В ослеплении от своей любимицы, государыня не могла остановить свой выбор ни на ком из окружающих, который был бы достоин руки «notre sainte».
По странному совпадению, об этом же заботился и Иван Павлович Кутайсов, преследуя, однако, конечно, совсем иные цели. Он искал предмету своей любви подходящего и податливого мужа. Задача и в этом случае была трудная. Близость к государыне не давала возможности предложить Зинаиде Владимировне не блестящую партию.
В таком положении стояли дела, когда двор, в начале ноября 1797 года, вернулся в Петербург.
Вскоре, как мы знаем, состоялся торжественный въезд в столицу чрезвычайного посольства великого магистра ордена мальтийских рыцарей.
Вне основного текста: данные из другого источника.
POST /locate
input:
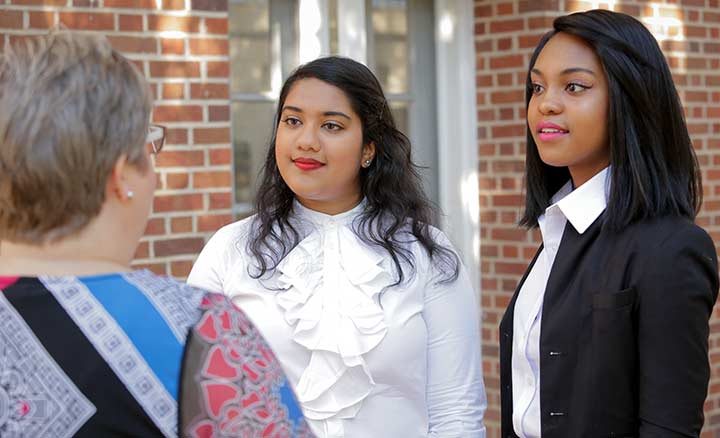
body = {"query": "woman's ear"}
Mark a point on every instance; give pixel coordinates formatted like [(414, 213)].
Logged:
[(368, 154), (117, 184)]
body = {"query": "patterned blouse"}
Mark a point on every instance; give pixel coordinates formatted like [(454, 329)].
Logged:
[(134, 354)]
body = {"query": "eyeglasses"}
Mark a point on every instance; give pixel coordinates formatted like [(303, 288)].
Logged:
[(156, 137)]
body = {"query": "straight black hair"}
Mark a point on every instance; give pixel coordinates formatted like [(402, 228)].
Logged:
[(654, 167), (396, 209)]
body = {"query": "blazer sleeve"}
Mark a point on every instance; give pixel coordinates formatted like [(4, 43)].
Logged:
[(455, 392), (676, 295)]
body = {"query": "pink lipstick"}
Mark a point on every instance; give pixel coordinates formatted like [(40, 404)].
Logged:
[(307, 163), (549, 131)]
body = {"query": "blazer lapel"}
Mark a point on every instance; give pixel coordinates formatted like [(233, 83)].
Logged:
[(563, 273)]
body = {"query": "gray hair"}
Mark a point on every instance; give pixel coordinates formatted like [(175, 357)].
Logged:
[(70, 107)]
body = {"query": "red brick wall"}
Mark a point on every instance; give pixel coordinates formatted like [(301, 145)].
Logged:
[(182, 47), (505, 34)]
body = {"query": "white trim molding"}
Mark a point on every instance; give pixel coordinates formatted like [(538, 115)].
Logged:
[(457, 130)]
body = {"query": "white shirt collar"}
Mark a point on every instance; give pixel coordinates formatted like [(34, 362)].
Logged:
[(321, 219), (582, 206)]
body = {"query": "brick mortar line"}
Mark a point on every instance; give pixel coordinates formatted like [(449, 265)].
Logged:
[(192, 13)]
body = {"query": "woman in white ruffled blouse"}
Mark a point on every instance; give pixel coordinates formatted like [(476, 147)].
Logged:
[(365, 304)]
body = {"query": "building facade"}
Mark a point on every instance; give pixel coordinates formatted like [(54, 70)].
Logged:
[(454, 71)]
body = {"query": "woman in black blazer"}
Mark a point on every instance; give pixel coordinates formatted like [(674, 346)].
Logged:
[(607, 333)]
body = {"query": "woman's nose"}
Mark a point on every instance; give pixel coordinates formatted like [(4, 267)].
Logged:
[(308, 139)]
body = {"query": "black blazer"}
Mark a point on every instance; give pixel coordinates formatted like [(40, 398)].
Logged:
[(624, 333)]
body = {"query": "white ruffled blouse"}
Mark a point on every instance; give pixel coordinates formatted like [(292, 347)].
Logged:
[(404, 363)]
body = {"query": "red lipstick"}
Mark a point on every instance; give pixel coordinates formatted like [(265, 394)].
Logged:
[(307, 163), (549, 131)]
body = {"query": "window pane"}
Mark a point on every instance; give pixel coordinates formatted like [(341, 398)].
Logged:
[(252, 125), (399, 110), (250, 46), (390, 37)]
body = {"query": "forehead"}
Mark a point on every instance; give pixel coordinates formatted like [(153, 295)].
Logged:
[(564, 51), (313, 94)]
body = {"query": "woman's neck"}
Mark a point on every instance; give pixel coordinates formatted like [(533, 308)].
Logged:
[(65, 258)]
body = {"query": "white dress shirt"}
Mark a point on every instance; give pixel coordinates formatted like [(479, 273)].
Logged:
[(581, 207), (401, 363)]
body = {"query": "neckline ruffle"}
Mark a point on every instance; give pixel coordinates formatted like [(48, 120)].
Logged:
[(331, 281)]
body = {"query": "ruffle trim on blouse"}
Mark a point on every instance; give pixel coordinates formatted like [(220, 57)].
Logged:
[(332, 280)]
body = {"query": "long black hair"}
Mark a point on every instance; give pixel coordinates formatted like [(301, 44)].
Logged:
[(395, 202), (654, 168)]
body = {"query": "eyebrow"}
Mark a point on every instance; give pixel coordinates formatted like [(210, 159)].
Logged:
[(568, 71), (326, 113)]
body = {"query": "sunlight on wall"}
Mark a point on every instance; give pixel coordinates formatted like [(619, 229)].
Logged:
[(446, 28), (311, 32)]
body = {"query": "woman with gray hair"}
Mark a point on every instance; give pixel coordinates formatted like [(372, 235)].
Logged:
[(89, 347)]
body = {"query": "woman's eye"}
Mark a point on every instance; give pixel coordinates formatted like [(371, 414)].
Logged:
[(575, 88), (330, 126)]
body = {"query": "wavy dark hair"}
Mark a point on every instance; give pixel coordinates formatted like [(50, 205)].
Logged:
[(654, 167), (396, 205)]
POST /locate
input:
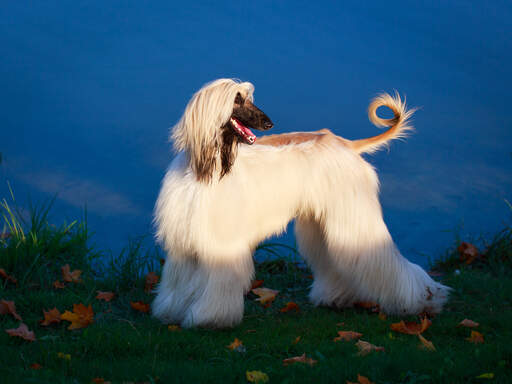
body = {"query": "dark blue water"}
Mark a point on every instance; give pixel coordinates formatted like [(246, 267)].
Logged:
[(89, 90)]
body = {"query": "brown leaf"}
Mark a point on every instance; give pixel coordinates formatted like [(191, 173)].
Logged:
[(266, 295), (299, 359), (71, 277), (361, 380), (410, 327), (50, 317), (236, 345), (151, 280), (347, 336), (58, 285), (81, 316), (369, 305), (366, 347), (140, 306), (290, 306), (468, 252), (476, 337), (426, 344), (23, 332), (8, 307), (107, 296), (7, 277), (468, 323), (256, 284)]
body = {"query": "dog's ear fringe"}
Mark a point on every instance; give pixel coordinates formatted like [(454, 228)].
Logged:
[(197, 132)]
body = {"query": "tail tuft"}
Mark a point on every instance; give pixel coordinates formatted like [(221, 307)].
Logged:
[(399, 123)]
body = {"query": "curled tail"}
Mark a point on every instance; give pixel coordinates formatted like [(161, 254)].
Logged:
[(398, 124)]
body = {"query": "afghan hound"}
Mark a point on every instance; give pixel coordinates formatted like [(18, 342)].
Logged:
[(226, 191)]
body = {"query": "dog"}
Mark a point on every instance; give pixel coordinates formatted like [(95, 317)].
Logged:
[(226, 191)]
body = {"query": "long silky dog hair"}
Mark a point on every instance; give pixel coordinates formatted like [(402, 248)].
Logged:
[(226, 191)]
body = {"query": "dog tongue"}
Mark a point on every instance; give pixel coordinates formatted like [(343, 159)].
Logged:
[(243, 131)]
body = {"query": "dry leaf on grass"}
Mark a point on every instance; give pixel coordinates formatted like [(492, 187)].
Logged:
[(468, 323), (71, 277), (266, 295), (468, 253), (140, 306), (347, 336), (361, 380), (299, 359), (476, 337), (106, 296), (151, 280), (7, 277), (290, 306), (50, 317), (366, 347), (81, 316), (58, 285), (23, 332), (410, 327), (236, 345), (426, 344), (256, 377), (8, 307)]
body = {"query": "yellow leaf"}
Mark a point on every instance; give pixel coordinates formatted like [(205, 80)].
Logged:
[(299, 359), (266, 295), (426, 344), (256, 377)]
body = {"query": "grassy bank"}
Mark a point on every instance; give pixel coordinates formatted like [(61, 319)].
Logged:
[(126, 345)]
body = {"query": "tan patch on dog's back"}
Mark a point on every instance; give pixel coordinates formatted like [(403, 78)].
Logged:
[(292, 138)]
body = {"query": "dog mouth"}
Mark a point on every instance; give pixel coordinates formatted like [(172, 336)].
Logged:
[(244, 132)]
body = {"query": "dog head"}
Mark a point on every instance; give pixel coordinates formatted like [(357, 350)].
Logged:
[(216, 120)]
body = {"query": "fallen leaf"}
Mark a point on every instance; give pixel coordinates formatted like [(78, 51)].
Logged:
[(81, 316), (151, 280), (468, 323), (236, 345), (299, 359), (476, 337), (50, 317), (369, 305), (256, 377), (290, 306), (489, 375), (266, 295), (468, 252), (8, 307), (426, 344), (23, 332), (410, 327), (107, 296), (256, 284), (7, 277), (71, 277), (361, 380), (140, 306), (347, 336), (64, 356), (366, 347)]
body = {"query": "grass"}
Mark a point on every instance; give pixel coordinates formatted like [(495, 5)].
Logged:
[(127, 346)]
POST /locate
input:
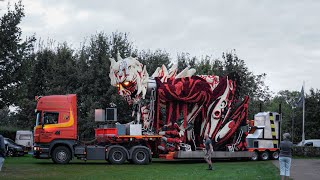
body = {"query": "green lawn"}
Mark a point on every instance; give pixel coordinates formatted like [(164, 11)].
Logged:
[(29, 168)]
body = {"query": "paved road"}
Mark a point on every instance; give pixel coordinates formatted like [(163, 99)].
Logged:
[(304, 169)]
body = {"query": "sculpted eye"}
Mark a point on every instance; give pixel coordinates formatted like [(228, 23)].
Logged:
[(126, 83)]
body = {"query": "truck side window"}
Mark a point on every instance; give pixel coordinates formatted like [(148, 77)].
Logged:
[(309, 144), (51, 117)]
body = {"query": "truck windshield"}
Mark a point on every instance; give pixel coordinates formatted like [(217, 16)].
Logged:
[(38, 114)]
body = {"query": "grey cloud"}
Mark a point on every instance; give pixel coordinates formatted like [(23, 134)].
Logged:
[(280, 38)]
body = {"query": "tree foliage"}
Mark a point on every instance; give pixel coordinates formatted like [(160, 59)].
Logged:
[(13, 54), (62, 69)]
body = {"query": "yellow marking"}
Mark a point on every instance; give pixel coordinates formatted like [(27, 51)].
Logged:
[(60, 125)]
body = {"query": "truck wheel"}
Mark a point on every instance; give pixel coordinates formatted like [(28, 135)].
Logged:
[(265, 156), (275, 155), (10, 153), (140, 156), (61, 155), (117, 156), (255, 156)]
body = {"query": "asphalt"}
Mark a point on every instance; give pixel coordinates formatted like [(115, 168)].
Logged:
[(304, 169)]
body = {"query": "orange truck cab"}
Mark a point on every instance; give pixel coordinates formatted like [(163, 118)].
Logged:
[(56, 125), (55, 136)]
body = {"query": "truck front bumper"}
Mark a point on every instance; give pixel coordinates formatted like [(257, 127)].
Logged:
[(41, 152)]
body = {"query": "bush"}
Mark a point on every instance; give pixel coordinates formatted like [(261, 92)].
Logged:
[(306, 151), (8, 132)]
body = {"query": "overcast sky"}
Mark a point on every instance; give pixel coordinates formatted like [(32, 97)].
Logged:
[(279, 38)]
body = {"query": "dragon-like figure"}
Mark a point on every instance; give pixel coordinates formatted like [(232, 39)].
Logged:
[(182, 107)]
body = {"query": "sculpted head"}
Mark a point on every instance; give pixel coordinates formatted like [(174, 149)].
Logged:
[(130, 77)]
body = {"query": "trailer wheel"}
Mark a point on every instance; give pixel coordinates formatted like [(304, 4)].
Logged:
[(140, 156), (265, 156), (255, 156), (61, 155), (117, 156), (275, 155)]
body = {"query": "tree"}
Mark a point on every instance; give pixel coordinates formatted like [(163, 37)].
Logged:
[(13, 54)]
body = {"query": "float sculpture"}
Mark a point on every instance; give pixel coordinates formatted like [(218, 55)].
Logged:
[(182, 107)]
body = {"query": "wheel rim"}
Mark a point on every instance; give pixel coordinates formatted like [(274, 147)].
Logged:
[(275, 155), (255, 156), (10, 153), (62, 156), (117, 155), (141, 156), (264, 156)]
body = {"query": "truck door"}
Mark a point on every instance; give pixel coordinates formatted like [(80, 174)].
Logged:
[(49, 130)]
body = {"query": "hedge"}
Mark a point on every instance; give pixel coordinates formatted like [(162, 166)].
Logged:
[(306, 151)]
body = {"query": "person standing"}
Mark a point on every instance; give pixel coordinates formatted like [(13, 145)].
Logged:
[(285, 156), (2, 151), (209, 150)]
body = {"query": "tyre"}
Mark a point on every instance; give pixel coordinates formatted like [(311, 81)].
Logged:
[(61, 155), (275, 155), (255, 156), (140, 156), (117, 156), (265, 156), (10, 153)]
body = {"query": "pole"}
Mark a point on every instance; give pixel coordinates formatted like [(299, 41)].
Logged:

Это посольство развлекло государя и дела вошли почти в свою обычную колею.
Император, кроме того, в это же время был занят грандиозной постройкой замка, которая и доныне служит памятником его царствования.
Замок этот — Михайловский.
Еще в 1796 году император приказал построить его на месте, где находился Летний дворец императрицы Елизаветы, «в третьем саду». Дворец этот сохранялся только как последний памятник Елизаветинской эпохи. Все, основанные этой государыней дворцы, в царствование Екатерины обращены в богоугодные и другие заведения. С постройкою Михайловского замка, по повелению государя, спешили.